Cette zone n’est pas loin de certains villages salafistes comme Šišici et Bužim. Selon les procureurs bosniaques, les salafistes ont acheté huit hectares de terres aux Serbes qui vivaient près de Bosanska Bojna, près de la frontière avec la Croatiue, grâce à un don du Qatar. Ces terres situées dans les zones rurales peuvent être utilisées pour le trafic illicite ou même pour faire entrer clandestinement des terroristes dans l’UE. Toutefois, Bosanska Bojna n’est pas le seul point de passage frontalier à risque d’infiltrations. Du côté dalmate, d’autres points de passage frontaliers sont totalement dépourvus de mesures de sécurité, notamment Jovića Most, Dugopolje, Vaganj/Bili Brig, ainsi que d’autres routes rurales du parc national d’Una, également inspectés par l’auteur. En 2018, les forces de l’ordre locales ont détecté 450 migrants alors qu’ils traversaient la frontière avec la Bosnie, en provenance de Syrie, de Libye, d’Afghanistan, du Pakistan et de Palestine, pays qui constituent tous des sujets de préoccupation en matière de terrorisme.

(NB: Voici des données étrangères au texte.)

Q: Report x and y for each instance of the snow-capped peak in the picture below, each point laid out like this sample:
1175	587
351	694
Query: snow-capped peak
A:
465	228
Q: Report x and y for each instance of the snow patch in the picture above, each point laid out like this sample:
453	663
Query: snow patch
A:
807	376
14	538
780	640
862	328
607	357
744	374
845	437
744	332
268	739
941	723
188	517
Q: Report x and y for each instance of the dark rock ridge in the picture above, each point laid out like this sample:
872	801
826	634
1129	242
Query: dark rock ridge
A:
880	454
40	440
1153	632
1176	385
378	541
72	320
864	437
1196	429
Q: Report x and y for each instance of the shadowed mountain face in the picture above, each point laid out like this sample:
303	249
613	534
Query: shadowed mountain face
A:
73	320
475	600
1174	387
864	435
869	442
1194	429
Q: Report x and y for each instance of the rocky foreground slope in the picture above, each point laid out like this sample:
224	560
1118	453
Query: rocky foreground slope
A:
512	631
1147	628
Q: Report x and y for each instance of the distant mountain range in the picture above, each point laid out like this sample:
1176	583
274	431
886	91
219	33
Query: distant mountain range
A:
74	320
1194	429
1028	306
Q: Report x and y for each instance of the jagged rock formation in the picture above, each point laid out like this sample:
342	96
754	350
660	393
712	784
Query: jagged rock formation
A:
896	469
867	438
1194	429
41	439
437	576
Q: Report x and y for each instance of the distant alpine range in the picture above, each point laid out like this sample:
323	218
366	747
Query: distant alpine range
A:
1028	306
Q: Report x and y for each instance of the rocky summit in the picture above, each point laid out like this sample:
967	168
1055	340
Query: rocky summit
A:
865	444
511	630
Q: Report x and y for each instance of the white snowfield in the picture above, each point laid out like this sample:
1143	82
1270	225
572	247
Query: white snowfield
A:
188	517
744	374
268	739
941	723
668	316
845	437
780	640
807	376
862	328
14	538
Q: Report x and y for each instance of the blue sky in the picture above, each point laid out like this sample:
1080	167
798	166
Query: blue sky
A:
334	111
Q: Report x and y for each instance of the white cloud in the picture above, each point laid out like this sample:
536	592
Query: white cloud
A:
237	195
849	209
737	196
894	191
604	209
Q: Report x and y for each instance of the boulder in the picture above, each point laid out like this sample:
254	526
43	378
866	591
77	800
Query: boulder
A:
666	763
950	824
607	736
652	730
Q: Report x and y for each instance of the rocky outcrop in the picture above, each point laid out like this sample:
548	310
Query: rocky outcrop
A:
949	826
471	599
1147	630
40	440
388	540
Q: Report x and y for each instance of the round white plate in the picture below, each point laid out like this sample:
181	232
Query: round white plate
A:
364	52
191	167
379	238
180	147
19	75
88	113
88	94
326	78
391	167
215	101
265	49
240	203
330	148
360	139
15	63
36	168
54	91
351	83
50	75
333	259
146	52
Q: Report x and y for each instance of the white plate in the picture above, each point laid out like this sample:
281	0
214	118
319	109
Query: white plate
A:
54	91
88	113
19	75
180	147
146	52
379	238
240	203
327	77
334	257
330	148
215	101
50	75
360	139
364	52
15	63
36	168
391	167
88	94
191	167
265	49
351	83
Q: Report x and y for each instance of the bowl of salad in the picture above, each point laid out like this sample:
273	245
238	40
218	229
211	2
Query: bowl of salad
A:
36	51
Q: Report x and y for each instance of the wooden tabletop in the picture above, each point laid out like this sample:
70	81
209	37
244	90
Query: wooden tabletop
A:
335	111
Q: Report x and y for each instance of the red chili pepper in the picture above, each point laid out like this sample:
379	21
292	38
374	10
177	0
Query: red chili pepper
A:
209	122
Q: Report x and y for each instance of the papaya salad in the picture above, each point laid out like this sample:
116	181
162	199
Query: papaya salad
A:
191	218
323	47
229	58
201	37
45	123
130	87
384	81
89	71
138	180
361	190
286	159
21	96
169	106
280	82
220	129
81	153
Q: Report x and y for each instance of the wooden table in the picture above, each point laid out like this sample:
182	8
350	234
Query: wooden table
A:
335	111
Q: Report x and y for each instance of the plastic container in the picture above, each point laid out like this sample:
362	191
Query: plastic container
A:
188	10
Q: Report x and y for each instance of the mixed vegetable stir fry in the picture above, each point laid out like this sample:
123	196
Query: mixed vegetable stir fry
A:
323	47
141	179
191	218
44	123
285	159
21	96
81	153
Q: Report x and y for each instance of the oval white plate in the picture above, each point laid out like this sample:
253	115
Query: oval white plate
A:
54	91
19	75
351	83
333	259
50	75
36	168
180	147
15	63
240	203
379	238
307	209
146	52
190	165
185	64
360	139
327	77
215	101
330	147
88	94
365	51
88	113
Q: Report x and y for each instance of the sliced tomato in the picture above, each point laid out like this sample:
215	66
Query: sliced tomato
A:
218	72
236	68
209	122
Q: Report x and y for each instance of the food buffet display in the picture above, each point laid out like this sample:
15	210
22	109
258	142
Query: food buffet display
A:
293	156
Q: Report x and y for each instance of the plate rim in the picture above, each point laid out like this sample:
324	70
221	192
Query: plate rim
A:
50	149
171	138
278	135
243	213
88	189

Selon le ministère croate de l’Intérieur, le pays espère satisfaire aux critères techniques de l’espace Schengen de l’UE sans frontières d’ici 2020. Compte tenu des observations précédentes, cela constitue une menace pour la sécurité de l’ensemble de l’Union européenne. Le défi du contrôle aux frontières devrait être supervisé sur une base multilatérale, en partenariat avec Frontex, les autorités croates et bosniaques, ainsi que d’autres acteurs locaux et internationaux.